DFDS posts H1 financial report
Denmark's DFDS reported second-quarter revenue of DKK 2,971m, which is 3% below last year's numbers and profit before tax of DKK 23, a 92-percent slump from Q2 2011. Profit before tax and special items totaled DKK 90 representing a 62-percent decline.
"Continued recession in several European countries reduced demand in freight and passenger markets in Q2, and the Q2 result was thus lower than expected," DFDS Group press release said.
"Moreover, market conditions for DFDS’ activities in the English Channel are expected to deteriorate in the second half-year. As a consequence, the expected operating profit (EBITDA) before special items is reduced by 11% for the full year 2012."
”Compared with last year, the quarter’s result has declined considerably, as the upswing in 2011 peaked in Q2, after which the current economic downturn began. During the next six months we therefore expect to achieve results that are closer to last year’s performance,” said CEO Niels Smedegaard.

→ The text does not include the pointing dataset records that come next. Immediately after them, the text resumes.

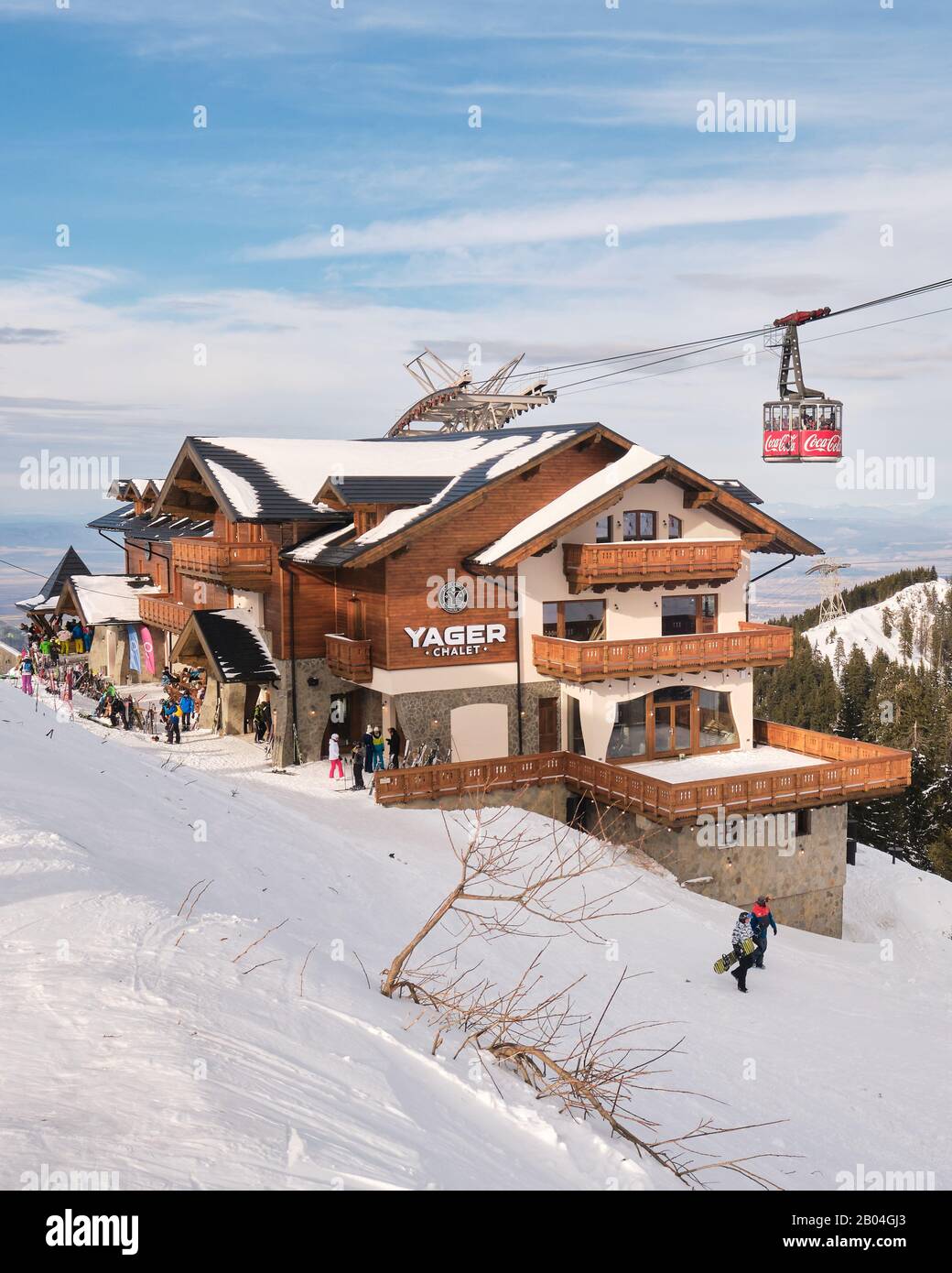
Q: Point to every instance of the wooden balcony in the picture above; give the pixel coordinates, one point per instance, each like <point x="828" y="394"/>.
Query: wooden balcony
<point x="675" y="561"/>
<point x="234" y="565"/>
<point x="854" y="772"/>
<point x="351" y="659"/>
<point x="580" y="661"/>
<point x="163" y="613"/>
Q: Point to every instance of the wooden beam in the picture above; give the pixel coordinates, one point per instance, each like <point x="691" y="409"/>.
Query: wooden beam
<point x="699" y="498"/>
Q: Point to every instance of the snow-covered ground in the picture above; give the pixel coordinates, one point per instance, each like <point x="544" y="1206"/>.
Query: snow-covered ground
<point x="144" y="1043"/>
<point x="864" y="627"/>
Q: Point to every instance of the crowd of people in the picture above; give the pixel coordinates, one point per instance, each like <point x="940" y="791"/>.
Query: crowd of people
<point x="371" y="753"/>
<point x="182" y="698"/>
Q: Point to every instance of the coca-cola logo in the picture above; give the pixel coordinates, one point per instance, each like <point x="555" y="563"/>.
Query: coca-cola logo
<point x="821" y="443"/>
<point x="779" y="443"/>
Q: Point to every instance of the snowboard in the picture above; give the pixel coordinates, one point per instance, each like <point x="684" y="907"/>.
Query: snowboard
<point x="728" y="960"/>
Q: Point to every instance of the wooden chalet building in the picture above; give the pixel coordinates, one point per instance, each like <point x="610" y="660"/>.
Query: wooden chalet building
<point x="559" y="610"/>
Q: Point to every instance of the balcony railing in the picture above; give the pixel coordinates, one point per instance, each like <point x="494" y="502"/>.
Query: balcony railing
<point x="351" y="659"/>
<point x="232" y="564"/>
<point x="579" y="661"/>
<point x="854" y="770"/>
<point x="593" y="565"/>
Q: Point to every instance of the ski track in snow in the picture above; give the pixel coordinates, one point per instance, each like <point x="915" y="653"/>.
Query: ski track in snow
<point x="135" y="1043"/>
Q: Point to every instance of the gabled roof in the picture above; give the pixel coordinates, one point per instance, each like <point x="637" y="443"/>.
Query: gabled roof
<point x="233" y="645"/>
<point x="70" y="563"/>
<point x="280" y="479"/>
<point x="600" y="490"/>
<point x="162" y="528"/>
<point x="106" y="598"/>
<point x="400" y="490"/>
<point x="479" y="465"/>
<point x="134" y="488"/>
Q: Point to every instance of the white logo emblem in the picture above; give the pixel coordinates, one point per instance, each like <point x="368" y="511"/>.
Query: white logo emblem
<point x="452" y="597"/>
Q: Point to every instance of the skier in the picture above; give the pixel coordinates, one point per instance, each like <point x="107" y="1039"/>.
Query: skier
<point x="169" y="714"/>
<point x="333" y="751"/>
<point x="358" y="767"/>
<point x="27" y="674"/>
<point x="188" y="705"/>
<point x="742" y="933"/>
<point x="762" y="917"/>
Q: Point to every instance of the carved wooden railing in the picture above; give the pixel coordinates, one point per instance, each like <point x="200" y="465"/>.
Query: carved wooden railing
<point x="589" y="565"/>
<point x="351" y="659"/>
<point x="850" y="770"/>
<point x="753" y="646"/>
<point x="223" y="561"/>
<point x="163" y="613"/>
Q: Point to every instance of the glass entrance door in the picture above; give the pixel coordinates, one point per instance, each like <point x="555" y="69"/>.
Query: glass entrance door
<point x="672" y="727"/>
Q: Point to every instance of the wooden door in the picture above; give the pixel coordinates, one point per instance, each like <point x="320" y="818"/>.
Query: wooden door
<point x="548" y="724"/>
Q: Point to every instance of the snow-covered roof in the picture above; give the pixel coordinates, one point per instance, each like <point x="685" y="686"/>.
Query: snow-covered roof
<point x="279" y="479"/>
<point x="107" y="598"/>
<point x="233" y="642"/>
<point x="573" y="500"/>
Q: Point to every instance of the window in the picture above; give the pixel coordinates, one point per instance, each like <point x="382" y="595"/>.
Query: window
<point x="638" y="525"/>
<point x="685" y="616"/>
<point x="629" y="734"/>
<point x="577" y="741"/>
<point x="603" y="529"/>
<point x="574" y="620"/>
<point x="716" y="724"/>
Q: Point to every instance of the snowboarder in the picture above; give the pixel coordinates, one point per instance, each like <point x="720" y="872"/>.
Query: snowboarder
<point x="333" y="751"/>
<point x="742" y="932"/>
<point x="762" y="918"/>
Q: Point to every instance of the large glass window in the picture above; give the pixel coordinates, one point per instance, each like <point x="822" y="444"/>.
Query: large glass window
<point x="678" y="616"/>
<point x="717" y="725"/>
<point x="574" y="620"/>
<point x="684" y="616"/>
<point x="629" y="736"/>
<point x="639" y="525"/>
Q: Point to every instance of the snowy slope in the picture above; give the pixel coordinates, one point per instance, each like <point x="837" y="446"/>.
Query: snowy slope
<point x="133" y="1040"/>
<point x="864" y="627"/>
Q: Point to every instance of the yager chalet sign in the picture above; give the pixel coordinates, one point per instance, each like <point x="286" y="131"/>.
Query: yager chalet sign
<point x="456" y="640"/>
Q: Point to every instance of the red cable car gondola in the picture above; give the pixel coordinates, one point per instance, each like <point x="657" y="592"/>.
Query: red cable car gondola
<point x="804" y="425"/>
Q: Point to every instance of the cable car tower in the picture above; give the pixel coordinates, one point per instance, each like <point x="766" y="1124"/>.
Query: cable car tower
<point x="455" y="402"/>
<point x="804" y="424"/>
<point x="831" y="604"/>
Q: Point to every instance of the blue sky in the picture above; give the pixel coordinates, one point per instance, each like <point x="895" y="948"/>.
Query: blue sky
<point x="495" y="235"/>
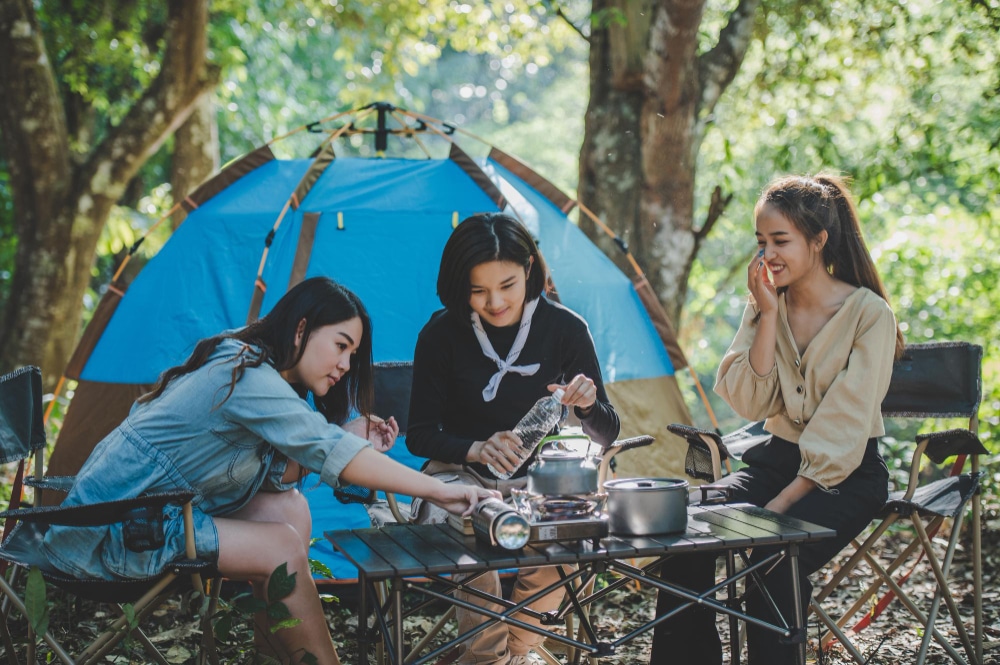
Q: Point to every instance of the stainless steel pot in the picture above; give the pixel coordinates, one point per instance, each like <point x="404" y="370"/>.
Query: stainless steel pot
<point x="647" y="506"/>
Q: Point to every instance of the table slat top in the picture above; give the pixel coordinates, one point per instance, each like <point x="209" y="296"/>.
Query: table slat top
<point x="414" y="550"/>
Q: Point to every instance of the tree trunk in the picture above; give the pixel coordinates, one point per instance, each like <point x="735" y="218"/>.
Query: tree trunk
<point x="61" y="206"/>
<point x="196" y="153"/>
<point x="651" y="92"/>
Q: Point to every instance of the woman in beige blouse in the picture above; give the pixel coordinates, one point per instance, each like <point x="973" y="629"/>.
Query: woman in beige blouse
<point x="812" y="358"/>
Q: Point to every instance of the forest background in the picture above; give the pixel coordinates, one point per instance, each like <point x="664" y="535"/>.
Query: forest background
<point x="665" y="117"/>
<point x="147" y="98"/>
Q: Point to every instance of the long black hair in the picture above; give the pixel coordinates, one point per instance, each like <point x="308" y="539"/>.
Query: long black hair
<point x="480" y="239"/>
<point x="823" y="203"/>
<point x="318" y="301"/>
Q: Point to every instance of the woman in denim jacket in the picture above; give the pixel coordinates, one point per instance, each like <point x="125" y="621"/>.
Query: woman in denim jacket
<point x="233" y="426"/>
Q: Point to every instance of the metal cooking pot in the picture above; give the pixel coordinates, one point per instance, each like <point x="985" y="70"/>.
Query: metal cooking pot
<point x="647" y="506"/>
<point x="563" y="467"/>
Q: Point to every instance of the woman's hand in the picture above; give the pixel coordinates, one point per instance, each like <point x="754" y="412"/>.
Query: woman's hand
<point x="581" y="392"/>
<point x="502" y="450"/>
<point x="381" y="433"/>
<point x="761" y="288"/>
<point x="460" y="499"/>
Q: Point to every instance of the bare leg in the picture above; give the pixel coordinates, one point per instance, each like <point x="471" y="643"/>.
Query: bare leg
<point x="272" y="529"/>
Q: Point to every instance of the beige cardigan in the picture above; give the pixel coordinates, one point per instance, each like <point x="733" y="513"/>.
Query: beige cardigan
<point x="828" y="400"/>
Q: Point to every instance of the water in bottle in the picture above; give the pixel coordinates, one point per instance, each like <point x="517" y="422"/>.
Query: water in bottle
<point x="533" y="427"/>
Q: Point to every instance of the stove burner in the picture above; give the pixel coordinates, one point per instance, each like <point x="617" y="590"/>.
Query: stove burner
<point x="566" y="507"/>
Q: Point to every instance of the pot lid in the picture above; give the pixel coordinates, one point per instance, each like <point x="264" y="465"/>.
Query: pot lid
<point x="644" y="484"/>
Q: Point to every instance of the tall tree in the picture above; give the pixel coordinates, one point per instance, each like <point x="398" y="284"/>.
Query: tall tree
<point x="653" y="86"/>
<point x="67" y="171"/>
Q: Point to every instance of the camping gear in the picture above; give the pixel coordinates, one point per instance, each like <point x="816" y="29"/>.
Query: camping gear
<point x="377" y="225"/>
<point x="559" y="469"/>
<point x="496" y="523"/>
<point x="647" y="506"/>
<point x="562" y="500"/>
<point x="936" y="380"/>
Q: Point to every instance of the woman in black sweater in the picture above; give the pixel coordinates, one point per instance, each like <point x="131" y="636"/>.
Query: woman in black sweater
<point x="480" y="365"/>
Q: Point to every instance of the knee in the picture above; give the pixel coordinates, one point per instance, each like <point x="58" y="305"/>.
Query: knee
<point x="283" y="548"/>
<point x="295" y="512"/>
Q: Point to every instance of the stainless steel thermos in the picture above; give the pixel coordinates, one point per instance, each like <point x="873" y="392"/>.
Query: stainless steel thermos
<point x="499" y="524"/>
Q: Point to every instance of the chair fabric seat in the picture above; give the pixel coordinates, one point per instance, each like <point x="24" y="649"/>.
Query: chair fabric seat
<point x="22" y="547"/>
<point x="942" y="498"/>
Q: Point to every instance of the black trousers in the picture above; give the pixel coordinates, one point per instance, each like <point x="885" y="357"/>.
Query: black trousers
<point x="691" y="638"/>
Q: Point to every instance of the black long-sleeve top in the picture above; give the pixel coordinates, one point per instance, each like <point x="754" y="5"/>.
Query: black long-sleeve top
<point x="447" y="410"/>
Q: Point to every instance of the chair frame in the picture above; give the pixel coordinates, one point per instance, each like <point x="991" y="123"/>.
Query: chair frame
<point x="937" y="446"/>
<point x="15" y="518"/>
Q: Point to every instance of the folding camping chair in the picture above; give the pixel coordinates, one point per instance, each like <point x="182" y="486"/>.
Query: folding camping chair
<point x="393" y="381"/>
<point x="22" y="434"/>
<point x="934" y="380"/>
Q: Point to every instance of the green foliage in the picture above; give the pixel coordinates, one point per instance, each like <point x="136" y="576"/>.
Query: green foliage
<point x="904" y="98"/>
<point x="36" y="606"/>
<point x="241" y="609"/>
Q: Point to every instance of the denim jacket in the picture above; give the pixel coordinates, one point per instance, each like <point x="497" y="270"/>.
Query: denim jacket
<point x="189" y="439"/>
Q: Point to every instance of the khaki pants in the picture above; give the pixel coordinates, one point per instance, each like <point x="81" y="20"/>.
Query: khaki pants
<point x="496" y="644"/>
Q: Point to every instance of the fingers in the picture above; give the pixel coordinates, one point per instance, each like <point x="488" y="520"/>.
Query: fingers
<point x="474" y="494"/>
<point x="581" y="392"/>
<point x="502" y="451"/>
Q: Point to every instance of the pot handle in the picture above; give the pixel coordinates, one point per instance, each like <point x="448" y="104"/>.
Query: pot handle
<point x="563" y="437"/>
<point x="726" y="493"/>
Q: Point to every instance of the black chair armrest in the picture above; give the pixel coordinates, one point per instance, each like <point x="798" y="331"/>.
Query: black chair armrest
<point x="693" y="436"/>
<point x="628" y="444"/>
<point x="949" y="443"/>
<point x="97" y="514"/>
<point x="53" y="483"/>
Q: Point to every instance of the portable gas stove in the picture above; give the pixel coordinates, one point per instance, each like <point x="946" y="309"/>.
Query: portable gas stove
<point x="562" y="518"/>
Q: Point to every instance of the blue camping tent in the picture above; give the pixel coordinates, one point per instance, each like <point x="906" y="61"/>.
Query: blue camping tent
<point x="378" y="226"/>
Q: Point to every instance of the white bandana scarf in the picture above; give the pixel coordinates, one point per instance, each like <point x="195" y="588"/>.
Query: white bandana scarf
<point x="504" y="366"/>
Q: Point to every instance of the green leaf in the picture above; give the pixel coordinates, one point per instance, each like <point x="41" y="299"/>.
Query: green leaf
<point x="223" y="627"/>
<point x="129" y="611"/>
<point x="278" y="611"/>
<point x="318" y="568"/>
<point x="34" y="601"/>
<point x="281" y="583"/>
<point x="286" y="623"/>
<point x="249" y="605"/>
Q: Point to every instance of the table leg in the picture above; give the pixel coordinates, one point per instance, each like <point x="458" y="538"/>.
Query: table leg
<point x="397" y="628"/>
<point x="798" y="629"/>
<point x="362" y="618"/>
<point x="734" y="623"/>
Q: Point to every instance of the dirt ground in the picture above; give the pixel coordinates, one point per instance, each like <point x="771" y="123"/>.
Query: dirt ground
<point x="891" y="640"/>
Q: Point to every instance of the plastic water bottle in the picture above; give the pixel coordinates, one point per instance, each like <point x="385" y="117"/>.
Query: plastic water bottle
<point x="533" y="427"/>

“Despite the difficult market conditions in the freight market our transport and logistics activities made some headway in Q2, supported by our efficiency projects. Continuing growth in several of the Baltic routes is another positive element. The Channel, on the other hand, is expected to be affected in the second half-year by the opening of a new competing route, and this has been included in our revised and lower result guidance for 2012,” Niels Smedegaard added.
DFDS’ quarterly results are impacted by seasonality, with low season in Q1 and high season in Q3.